Figure 2. Normal adipogenic induction of aP2-hrGFP hMSCs.

a, hrGFP expression of aP2-hrGFP hMSCs in different days of adipogenesis; b, Oil red O staining results of aP2-hrGFP hMSCs in different days of adipogenic differentiation; c, Normalized mRNA expression of aP2 gene determined by real-time PCR analysis during adipogenesis; d, Fluorescence intensity detection of aP2-hrGFP hMSCs by fluorescence spectrophotometer during normal adipogenic induction; Data are presented as mean ± SD of three independent experiments, and the p-values in the graph show the statistical significance of the difference between each test day and Day 0. (^★ p<0.05; ^★★ p<0.01). e, Immunofluorescence staining of aP2 protein on Day 15 of adipogenic induction (e). Bar = 50 µm.

Figure 3. Adipogenic differentiation assays of aP2-hrGFP hMSCs with LY294002 (a–c), Troglitazone (d–f) and CHIR99021 (g–i).
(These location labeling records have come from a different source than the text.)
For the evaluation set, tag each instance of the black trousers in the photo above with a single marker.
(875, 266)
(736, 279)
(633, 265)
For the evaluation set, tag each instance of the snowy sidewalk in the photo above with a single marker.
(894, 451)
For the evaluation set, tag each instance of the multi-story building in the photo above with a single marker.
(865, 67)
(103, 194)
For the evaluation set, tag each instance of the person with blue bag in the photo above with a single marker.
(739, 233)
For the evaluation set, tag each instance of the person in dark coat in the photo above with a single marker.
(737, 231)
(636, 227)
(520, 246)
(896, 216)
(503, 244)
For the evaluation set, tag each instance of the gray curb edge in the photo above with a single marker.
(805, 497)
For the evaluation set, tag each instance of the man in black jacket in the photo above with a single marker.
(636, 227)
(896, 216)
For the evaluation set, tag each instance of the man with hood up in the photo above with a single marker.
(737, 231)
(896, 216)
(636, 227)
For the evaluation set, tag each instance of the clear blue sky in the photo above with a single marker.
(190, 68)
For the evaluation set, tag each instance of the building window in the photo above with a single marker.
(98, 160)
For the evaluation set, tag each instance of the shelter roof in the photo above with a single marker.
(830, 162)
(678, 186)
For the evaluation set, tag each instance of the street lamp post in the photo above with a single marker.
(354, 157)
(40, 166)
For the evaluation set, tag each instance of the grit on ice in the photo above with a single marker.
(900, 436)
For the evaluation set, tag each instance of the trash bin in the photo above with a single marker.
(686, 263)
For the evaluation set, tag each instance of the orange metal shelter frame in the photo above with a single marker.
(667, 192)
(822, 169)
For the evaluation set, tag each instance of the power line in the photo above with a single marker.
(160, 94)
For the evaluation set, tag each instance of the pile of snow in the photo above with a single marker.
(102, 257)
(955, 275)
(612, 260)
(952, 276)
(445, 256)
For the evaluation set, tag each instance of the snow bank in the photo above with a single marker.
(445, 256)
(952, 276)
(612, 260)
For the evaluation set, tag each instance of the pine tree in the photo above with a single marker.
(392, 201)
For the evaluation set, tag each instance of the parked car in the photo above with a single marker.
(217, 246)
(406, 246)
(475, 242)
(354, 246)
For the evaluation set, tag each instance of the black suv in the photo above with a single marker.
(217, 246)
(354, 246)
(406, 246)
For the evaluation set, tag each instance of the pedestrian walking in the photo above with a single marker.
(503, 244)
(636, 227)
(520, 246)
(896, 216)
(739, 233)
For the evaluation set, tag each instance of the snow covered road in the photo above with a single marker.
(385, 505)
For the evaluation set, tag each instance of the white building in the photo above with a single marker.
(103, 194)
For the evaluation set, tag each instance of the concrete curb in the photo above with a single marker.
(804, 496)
a, Fluorescence observation of LY294002 assay with different concentrations, after 15 days of adipogenic induction; b, Normalized mRNA expression of PPAR gamma, aP2 and GPDH genes determined by real-time PCR in LY294002 assay; c, Fluorescence intensity detection of LY294002 assay on Day 15 of differentiation; d, Fluorescence observation of aP2-hrGFP hMSCs with different concentrations of Troglitazone, on Day 15 of differentiation; e, Normalized mRNA expression of aP2 gene determined by real-time PCR in Troglitazone assay; f, Fluorescence intensity detection of Troglitazone with relative concentrations, after 15 days of adipogenic induction; g, Fluorescence observation of aP2-hrGFP hMSCs with different concentrations of CHIR99021, on Day 15 of differentiation; h, Normalized mRNA expression of aP2 gene determined by real-time PCR in CHIR99021 assay; i, Fluorescence intensity detection of CHIR99021 with relative concentrations, after 15 days of adipogenic induction. Data are presented as mean ± SD of three independent experiments, and the p-values in the graph show the statistical significance of the difference between each test group and the DMSO control group. (^★ p<0.05; ^★★ p<0.01). Bar = 50 µm.